Il fatto che lo zucchero bianco sia quindi considerato una sorta di veleno per la salute ha aiutato i ricercatori a dargli il colpo di grazie.
Super zucchero 3000 volte più dolce
Sfruttando tecnologie avanzatissime, sono infatti riusciti a realizzare un super dolcificante che sfrutta una componente proteica contenuta in una pianta africana per generare una sensazione di dolcezza di tremila volte superiore del comune zucchero industriale, azzerando però le calorie. Uno zucchero che non ingrassa e allo stesso tempo dolcifica più di quello normale: un sogno per gli amanti dei dolci.

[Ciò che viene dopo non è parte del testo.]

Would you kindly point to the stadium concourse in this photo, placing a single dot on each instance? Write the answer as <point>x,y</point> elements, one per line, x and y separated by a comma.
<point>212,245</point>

La pianta si chiama Monellina, dal Monell Chemical Senses Center di Philadelphia, istituto di ricerca che poco più di mezzo secolo fa scopri la pianta e le sue proprietà, che però finora non erano mai state sfruttate per questo scopo.
Con l’obiettivo di lavorare al nuovo zucchero i ricercatori di Napoli hanno fondato una start-up denominata “iSweetch”, con l’intento di operare un’enorme riconversione industriale che porti all’abbandono dello zucchero in favore del loro rivoluzionario dolcificante.